«Не так уж и неверно насчет беса, – подумал Афанасьев, – Владимир Ильич-то признал свое совсем непролетарское происхождение…»
– И псы Господни взяли мой след, и вот я и мои спасители здесь, – высоким слогом, не лишенным истинной поэтичности, закончила Инезилья.
– Псы Господни? – переспросил Владимир Ильич.
– О, это известный парадокс, – сказал Женя. – Неужели вы, Владимир Ильич, такой образованный человек, не знали? Доминиканцы по-латыни – Dominicanes, а если поделить это слово надвое, то получится Domincanes – в переводе с латинского «псы Господни». Это же известный каламбур, много раз обыгрывался в литературе.
– Говорящая жаба, псы разные, – проворчал вождь мирового пролетариата, – давайте лучше немного отдохнем, товарищ Афанасьев. А то у меня от всего услышанного и увиденного начинает чертовски болеть голова. Кто его знает, каких диковинных животных предстоит нам еще увидеть… Э-эх, – вдруг протянул он с тоскливой ноткой, – как там без меня съезд, товарищи по партии, Совнарком, Москва…
– Мос-квввва-а-а! – вдруг мерзко пробулькала жаба Акватория, и Афанасьев в панике скатился на пол вслед за Ильичом и Инезильей. Пусть животное разучивает новые слова, а мы пока что спать, спать…
Судопроизводство в инквизиции было поставлено на скорую ногу. Уже на утро следующего дня всех содержащихся в камере вызвали на суд святой инквизиции. Суд должен был состояться не в местной Бутырке… м-м-м… не в Священном доме, а в монастыре с таким длинным названием, что даже Афанасьев – с его прекрасной памятью – немедленно забыл его, как только сержант альгвасилов, пришедший за обвиняемыми в колдовстве, огласил место судебного заседания.

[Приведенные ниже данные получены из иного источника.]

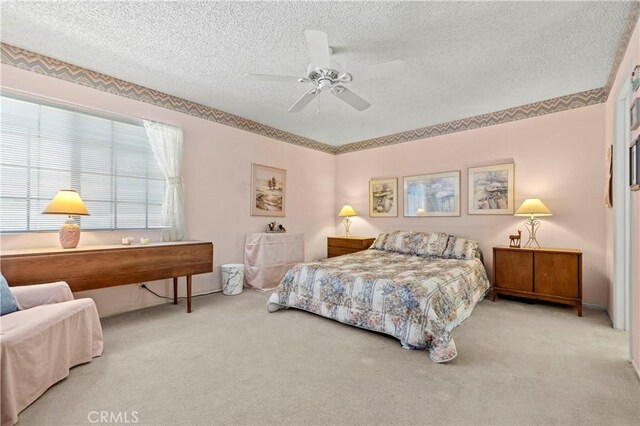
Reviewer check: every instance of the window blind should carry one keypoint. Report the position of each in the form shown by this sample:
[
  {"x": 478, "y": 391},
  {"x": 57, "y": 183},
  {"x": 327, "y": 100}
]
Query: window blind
[{"x": 44, "y": 149}]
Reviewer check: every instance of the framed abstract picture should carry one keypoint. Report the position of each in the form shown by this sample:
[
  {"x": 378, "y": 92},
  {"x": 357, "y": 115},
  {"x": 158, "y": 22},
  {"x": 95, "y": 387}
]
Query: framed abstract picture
[
  {"x": 383, "y": 197},
  {"x": 436, "y": 194},
  {"x": 491, "y": 189},
  {"x": 268, "y": 190}
]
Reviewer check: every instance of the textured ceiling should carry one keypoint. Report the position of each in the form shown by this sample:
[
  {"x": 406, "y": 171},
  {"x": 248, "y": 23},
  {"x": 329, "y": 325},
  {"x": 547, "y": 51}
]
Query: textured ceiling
[{"x": 464, "y": 58}]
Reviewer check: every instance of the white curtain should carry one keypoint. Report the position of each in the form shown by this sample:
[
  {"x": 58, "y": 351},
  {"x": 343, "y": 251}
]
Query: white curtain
[{"x": 166, "y": 144}]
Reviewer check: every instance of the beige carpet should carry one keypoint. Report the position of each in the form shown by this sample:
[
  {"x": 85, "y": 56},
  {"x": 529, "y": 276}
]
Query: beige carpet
[{"x": 232, "y": 362}]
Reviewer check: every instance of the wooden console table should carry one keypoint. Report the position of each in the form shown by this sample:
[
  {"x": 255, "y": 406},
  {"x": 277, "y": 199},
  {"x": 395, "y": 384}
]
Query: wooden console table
[{"x": 94, "y": 267}]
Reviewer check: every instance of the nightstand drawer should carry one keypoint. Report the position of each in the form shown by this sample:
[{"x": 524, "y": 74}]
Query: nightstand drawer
[{"x": 355, "y": 242}]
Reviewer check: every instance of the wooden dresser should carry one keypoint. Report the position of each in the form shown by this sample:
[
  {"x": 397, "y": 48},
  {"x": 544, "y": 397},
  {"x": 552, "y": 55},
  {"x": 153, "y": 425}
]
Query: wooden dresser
[
  {"x": 553, "y": 275},
  {"x": 337, "y": 246},
  {"x": 93, "y": 267}
]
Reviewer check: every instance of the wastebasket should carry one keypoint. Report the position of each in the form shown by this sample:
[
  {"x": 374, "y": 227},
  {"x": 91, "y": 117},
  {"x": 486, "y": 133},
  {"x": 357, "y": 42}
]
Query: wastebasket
[{"x": 232, "y": 278}]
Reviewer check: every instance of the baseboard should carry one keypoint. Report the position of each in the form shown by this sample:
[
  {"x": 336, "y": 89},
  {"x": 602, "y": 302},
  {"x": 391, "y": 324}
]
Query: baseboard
[{"x": 596, "y": 307}]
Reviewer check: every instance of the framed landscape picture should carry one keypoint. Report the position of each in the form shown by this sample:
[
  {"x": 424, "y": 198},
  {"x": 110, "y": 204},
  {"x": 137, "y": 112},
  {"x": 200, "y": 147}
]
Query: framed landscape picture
[
  {"x": 268, "y": 190},
  {"x": 491, "y": 189},
  {"x": 383, "y": 197},
  {"x": 436, "y": 194}
]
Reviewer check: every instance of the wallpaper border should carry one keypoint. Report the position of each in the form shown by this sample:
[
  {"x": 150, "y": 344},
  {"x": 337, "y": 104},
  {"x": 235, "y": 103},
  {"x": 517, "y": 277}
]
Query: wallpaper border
[
  {"x": 31, "y": 61},
  {"x": 623, "y": 43}
]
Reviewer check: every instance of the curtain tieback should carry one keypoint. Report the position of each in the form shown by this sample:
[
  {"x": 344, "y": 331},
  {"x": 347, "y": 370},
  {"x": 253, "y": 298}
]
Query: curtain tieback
[{"x": 174, "y": 180}]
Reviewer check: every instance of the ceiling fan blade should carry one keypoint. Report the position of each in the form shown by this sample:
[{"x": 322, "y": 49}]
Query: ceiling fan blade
[
  {"x": 318, "y": 48},
  {"x": 351, "y": 98},
  {"x": 380, "y": 70},
  {"x": 304, "y": 100},
  {"x": 270, "y": 77}
]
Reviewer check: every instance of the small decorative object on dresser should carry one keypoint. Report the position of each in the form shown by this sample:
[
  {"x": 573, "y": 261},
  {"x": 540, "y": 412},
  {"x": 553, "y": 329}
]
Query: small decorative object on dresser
[
  {"x": 514, "y": 240},
  {"x": 347, "y": 212},
  {"x": 554, "y": 275},
  {"x": 337, "y": 246},
  {"x": 275, "y": 228}
]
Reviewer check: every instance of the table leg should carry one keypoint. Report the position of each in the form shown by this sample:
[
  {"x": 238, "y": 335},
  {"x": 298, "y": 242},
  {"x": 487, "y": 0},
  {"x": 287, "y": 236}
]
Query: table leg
[
  {"x": 188, "y": 293},
  {"x": 175, "y": 290}
]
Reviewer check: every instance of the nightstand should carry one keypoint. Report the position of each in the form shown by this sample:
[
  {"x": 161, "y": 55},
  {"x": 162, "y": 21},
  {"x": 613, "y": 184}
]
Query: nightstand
[
  {"x": 554, "y": 275},
  {"x": 337, "y": 246}
]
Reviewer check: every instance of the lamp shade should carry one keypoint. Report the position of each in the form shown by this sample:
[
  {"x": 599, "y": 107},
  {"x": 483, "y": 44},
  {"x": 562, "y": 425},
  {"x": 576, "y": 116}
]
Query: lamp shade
[
  {"x": 533, "y": 207},
  {"x": 66, "y": 201},
  {"x": 347, "y": 210}
]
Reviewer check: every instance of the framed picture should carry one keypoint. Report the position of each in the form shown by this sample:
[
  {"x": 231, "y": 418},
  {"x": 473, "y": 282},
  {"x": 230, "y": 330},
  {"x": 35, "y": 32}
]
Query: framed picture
[
  {"x": 383, "y": 197},
  {"x": 634, "y": 159},
  {"x": 268, "y": 190},
  {"x": 635, "y": 114},
  {"x": 436, "y": 194},
  {"x": 491, "y": 189}
]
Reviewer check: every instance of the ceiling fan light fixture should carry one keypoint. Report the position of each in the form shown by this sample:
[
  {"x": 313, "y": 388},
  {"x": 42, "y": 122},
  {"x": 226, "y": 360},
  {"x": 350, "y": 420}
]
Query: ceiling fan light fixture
[{"x": 345, "y": 77}]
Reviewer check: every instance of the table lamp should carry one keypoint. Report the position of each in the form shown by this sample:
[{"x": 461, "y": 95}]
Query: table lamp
[
  {"x": 532, "y": 207},
  {"x": 68, "y": 201},
  {"x": 347, "y": 211}
]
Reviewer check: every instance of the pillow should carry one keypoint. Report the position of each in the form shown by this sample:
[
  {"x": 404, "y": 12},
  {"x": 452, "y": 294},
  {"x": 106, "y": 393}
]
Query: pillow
[
  {"x": 418, "y": 243},
  {"x": 392, "y": 241},
  {"x": 430, "y": 244},
  {"x": 461, "y": 248},
  {"x": 7, "y": 301}
]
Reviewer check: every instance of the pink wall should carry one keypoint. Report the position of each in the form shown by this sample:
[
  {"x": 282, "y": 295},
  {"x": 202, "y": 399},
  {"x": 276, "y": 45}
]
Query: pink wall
[
  {"x": 630, "y": 60},
  {"x": 558, "y": 158},
  {"x": 217, "y": 176}
]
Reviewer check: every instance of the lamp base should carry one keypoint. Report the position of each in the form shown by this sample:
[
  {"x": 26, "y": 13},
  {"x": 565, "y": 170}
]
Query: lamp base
[
  {"x": 347, "y": 225},
  {"x": 69, "y": 234},
  {"x": 532, "y": 226}
]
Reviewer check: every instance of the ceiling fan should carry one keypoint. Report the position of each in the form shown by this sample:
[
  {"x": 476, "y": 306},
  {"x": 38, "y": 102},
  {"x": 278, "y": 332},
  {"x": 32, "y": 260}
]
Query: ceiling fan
[{"x": 325, "y": 76}]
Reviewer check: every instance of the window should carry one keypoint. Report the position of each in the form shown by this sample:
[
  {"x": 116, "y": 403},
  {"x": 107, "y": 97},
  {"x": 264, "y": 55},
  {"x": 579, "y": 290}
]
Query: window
[{"x": 44, "y": 149}]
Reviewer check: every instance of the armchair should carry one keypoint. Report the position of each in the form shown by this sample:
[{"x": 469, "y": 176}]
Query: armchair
[{"x": 39, "y": 343}]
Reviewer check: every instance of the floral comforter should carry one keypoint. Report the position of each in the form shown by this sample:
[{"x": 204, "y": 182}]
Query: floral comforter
[{"x": 418, "y": 300}]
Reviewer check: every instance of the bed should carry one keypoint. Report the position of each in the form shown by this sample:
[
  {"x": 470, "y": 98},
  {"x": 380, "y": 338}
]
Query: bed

Надо сказать, Афанасьев обрадовался. Больше всего он опасался не суда, не возможных пыток (о них он, будучи наслышан о здешних «нежных» методах выбивания показаний, даже думать боялся), а длительной задержки в камере. Ведь время идет на часы! Ведь дионы, уже очухавшись, могут искать их в Толедо, а о том, что могут натворить эти двое в испанской столице, Женя даже и размышлять не желал, чтобы не перетруждать мозги.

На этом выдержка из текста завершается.